Sydney (dpa) - Der Dopingskandal um Lance Armstrong zieht weiter Kreise. Unter dem Druck der umfassenden Enthüllungen gestand auch sein frühere Kollege Matt White die Einnahme verbotener Mittel und räumte daraufhin seine Posten als Sportdirektor des Rad-Teams GreenEdge und bei seinem Heimatverband.
Bereits am Freitagabend hatte sich das Team RadioShack-Nissan vom belgischen Teamchef Johan Bruyneel getrennt, dem wichtigsten Wegbegleiter von Armstrong auf dem Weg zu seinen sieben Tour-de-France-Siegen.
Zuvor hatte die amerikanische Anti-Doping-Agentur USADA umfangreiche Beweise für einen jahrelangen Dopingmissbrauch von Armstrong und seinen Rennställen vorgelegt. Eine Reihe ehemaliger Teamkollegen trat als Zeuge gegen den siebenmaligen Sieger der Tour de France auf. Armstrong selbst hat Doping bislang stets bestritten.
In einer Mitteilung von White hieß es: «Es macht mich traurig zu bekennen, dass ich Teil einer Mannschaft war, in der Doping Bestandteil der Teamstrategie war. Und ich war bei dieser Strategie mittendrin.» Er bitte seine Fans, die Medien, seine Familie und Freunde um Verzeihung, schrieb der 38-Jährige. Auch bei früheren Gegnern, die bewusst auf Doping verzichteten, entschuldigte er sich.
Floyd Landis, einer der Kronzeugen im Verfahren gegen Armstrong, hatte White als einen der US-Postal-Fahrer genannt, die mit Hilfe des Blutdopingmittels EPO und durch Testosteron ihre Leistung steigerten. Das Team GreenEdge begrüßte Whites Rücktritt. «Wir hoffen auf eine schnelle und klare Lösung dieses Falls und warten auf die Entscheidung der zuständigen Behörden», hieß es in einer Mitteilung.
Bruyneel hingegen war offenbar nicht ganz freiwillig gegangen, auch wenn er selbst von einem Schritt im «beiderseitigen Einvernehmen» sprach. Der öffentliche Druck auf RadioShack war immens geworden. Top-Fahrer Fabian Cancellara erwog, nie wieder unter Bruyneel zu fahren.
RadioShack-Sportdirektor Kim Andersen sagte, die Trennung von Bruyneel sei «vermutlich der richtige Schritt in Anbetracht der Situation». Andersen war nach der Fusion des Teams und der Ankunft von Bruyneel degradiert worden und durfte die Equipe nicht zur Tour de France begleiten. Der Skandal um Armstrong sei «nicht gut für den Sport», sagte der Däne der Nachrichtenagentur Ritzau. «Man kann nur hoffen, dass es jetzt vorbei ist und wir einen Neuanfang machen können», fügte Andersen hinzu.
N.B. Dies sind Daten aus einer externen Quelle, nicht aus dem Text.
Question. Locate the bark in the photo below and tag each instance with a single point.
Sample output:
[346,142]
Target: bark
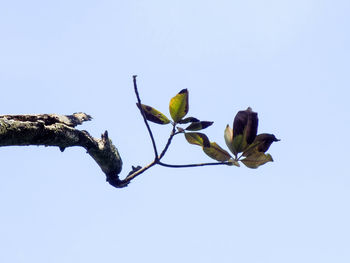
[59,130]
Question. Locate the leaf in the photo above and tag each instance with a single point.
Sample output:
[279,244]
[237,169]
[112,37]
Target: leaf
[153,115]
[200,125]
[216,152]
[197,138]
[178,106]
[245,124]
[188,120]
[261,143]
[228,135]
[238,143]
[234,162]
[257,159]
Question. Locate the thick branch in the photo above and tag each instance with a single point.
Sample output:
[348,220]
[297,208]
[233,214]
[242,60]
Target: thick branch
[58,130]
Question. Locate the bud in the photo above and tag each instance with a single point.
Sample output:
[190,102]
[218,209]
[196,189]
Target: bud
[245,127]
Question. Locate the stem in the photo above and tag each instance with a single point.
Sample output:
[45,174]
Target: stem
[138,172]
[144,118]
[172,134]
[191,165]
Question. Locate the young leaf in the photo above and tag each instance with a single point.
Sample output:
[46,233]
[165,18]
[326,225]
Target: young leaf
[216,152]
[245,125]
[261,143]
[228,135]
[153,115]
[178,106]
[234,162]
[187,120]
[200,125]
[257,159]
[197,138]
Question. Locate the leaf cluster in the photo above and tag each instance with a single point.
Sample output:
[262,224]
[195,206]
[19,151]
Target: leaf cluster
[242,140]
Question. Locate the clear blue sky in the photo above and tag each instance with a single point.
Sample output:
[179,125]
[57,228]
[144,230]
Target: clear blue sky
[288,60]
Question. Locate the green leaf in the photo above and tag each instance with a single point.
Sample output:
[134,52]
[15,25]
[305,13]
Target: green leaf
[216,152]
[228,135]
[200,125]
[153,115]
[188,120]
[178,106]
[197,138]
[257,159]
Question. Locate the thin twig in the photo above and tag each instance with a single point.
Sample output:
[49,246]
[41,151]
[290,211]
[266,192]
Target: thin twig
[168,143]
[192,165]
[138,172]
[144,118]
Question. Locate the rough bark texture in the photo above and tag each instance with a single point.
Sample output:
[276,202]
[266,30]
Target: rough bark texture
[59,130]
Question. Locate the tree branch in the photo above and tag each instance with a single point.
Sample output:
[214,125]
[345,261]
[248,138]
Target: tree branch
[58,130]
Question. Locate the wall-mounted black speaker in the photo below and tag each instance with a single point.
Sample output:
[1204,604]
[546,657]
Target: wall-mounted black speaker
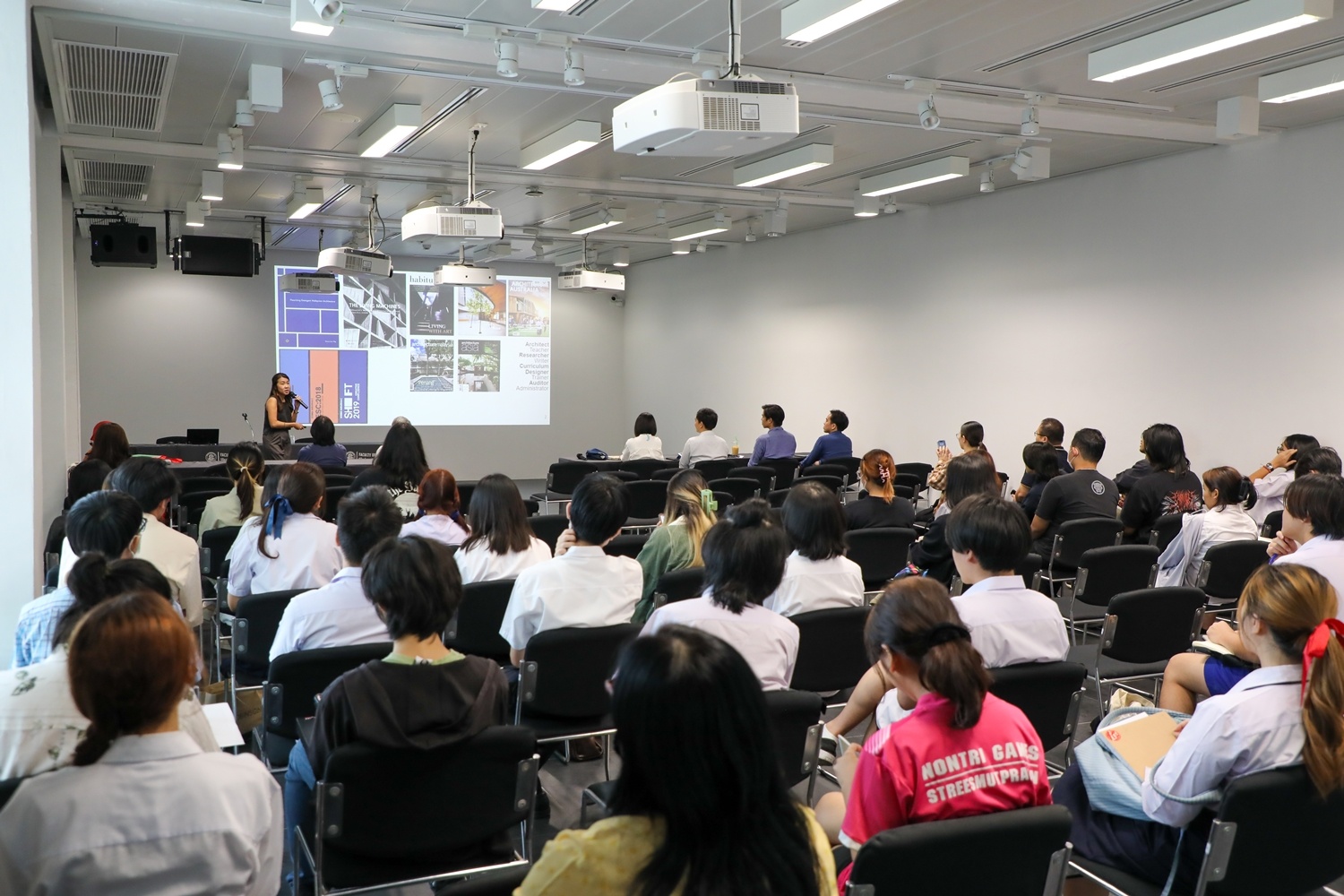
[123,246]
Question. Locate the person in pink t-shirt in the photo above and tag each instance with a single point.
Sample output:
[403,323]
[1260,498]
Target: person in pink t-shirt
[961,753]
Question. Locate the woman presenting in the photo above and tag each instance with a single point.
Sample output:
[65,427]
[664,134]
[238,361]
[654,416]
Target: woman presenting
[280,419]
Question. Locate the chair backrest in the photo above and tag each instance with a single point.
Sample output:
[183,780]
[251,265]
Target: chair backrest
[1046,692]
[831,650]
[569,670]
[295,678]
[881,552]
[1008,853]
[475,627]
[1150,625]
[1228,565]
[1104,573]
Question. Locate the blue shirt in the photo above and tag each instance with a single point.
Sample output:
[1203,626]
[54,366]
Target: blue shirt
[773,444]
[37,624]
[828,446]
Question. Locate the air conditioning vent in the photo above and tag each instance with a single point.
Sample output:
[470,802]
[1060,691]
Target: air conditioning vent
[112,88]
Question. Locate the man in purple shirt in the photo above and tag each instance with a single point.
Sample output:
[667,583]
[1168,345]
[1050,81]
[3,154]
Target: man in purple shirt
[776,441]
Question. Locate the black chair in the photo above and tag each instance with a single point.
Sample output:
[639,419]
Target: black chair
[1023,852]
[475,627]
[832,654]
[1048,694]
[881,552]
[292,683]
[548,527]
[1142,630]
[360,844]
[1273,836]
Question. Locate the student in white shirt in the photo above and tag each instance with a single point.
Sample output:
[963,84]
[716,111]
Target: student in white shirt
[744,564]
[142,809]
[293,547]
[582,587]
[1288,711]
[706,445]
[502,543]
[645,443]
[817,575]
[338,614]
[440,504]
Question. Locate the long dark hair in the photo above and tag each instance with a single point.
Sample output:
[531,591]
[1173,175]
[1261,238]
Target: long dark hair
[696,753]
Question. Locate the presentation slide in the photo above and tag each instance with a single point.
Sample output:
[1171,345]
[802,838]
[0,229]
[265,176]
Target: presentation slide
[402,347]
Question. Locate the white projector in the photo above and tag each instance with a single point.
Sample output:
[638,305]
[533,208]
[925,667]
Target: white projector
[462,222]
[594,280]
[309,284]
[464,276]
[706,118]
[344,260]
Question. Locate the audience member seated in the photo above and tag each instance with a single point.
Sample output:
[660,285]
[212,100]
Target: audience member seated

Vorbei scheint die Affäre aber noch lange nicht. Am Zug ist nun der Weltverband UCI mit seinem umstrittenen Präsidenten Pat McQuaid. Die einst auffällig Armstrong-freundliche UCI muss binnen drei Wochen entscheiden, ob sie dem Amerikaner wie von der USADA gefordert alle Tour-Titel aberkennt. Tour-Chef Christian Prudhomme hat sich bereits dafür ausgesprochen, für die Rundfahrten 1999 bis 2005 keinen Sieger nachzubenennen, quasi als Mahnmal eines «verlorenen Jahrzehnts».
Armstrong selbst schweigt weiter zu dem mehr als 1000 Seiten starken Bericht der USADA, der Licht ins enorme Ausmaß der Dopingverfehlungen bringt. Via Twitter verwies der gefallene Superstar lediglich auf die Erfolge seiner Stiftung «Livestrong», die ihren 15. Geburtstag feiert. «So stolz auf das, was wir zusammen erreicht haben», schrieb Armstrong offenbar ungerührt.
Schon bald aber könnte es für den 41-Jährigen noch ungemütlicher werden. Die USADA will Armstrong möglicherweise wie einst die Leichtathletin Marion Jones des Meineids überführen. Die «Süddeutsche Zeitung» (Samstag) berichtete unter Berufung auf einen Anwalt, Armstrong habe Doping 2006 in einem Verfahren unter Eid geleugnet. Sollte das Gegenteil bewiesen sein, könnte Armstrong wie einst Jones im schlimmsten Fall das Gefängnis drohen.